La juridiction saisie pourra alors :
- soit considérer que les manquements commis par l’employeur n’existent pas ou ne sont pas suffisamment graves pour justifier la demande de résiliation ; le contrat de travail devra donc se poursuivre.
- soit considérer que les manquements sont avérés et suffisamment graves pour empêcher la poursuite du contrat et donc pour justifier la demande de résiliation ; le contrat de travail sera alors rompu aux torts de l’employeur.
En l’espèce, un salarié avait été destinataire, entre février 2009 et février 2010, de nombreux courriers électroniques rédigés en des termes très désagréables et dont certains avaient également été adressés en copie pour information à d’autres salariés. Ce salarié avait en conséquence fait l’objet d’un état anxio-dépressif et avait saisi juridiction prud’homale d’une demande en résiliation judiciaire de son contrat de travail.

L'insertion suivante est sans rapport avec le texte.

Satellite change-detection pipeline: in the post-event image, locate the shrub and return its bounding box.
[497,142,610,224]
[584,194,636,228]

Tout comme en matière de prise d’acte, la jurisprudence se montre ces dernières années de plus en plus stricte et exige véritablement de constater, pour que le salarié obtienne gain de cause, un manquement de l’employeur empêchant purement et simplement la poursuite du contrat de travail.
Ainsi, un « simple » manquement ne peut donc suffire à justifier la résiliation judiciaire, encore faut-il que ce manquement soit si grave qu’il empêche la poursuite du contrat de travail (V. en sens par exemple : Cass. Soc., 26 mars 2014, n°12-21372).
C’est donc à une grande casuistique que se livrent les juges et les praticiens perçoivent peu à peu, décision après décision, les contours de ce qui constitue un manquement empêchant la poursuite du contrat de travail.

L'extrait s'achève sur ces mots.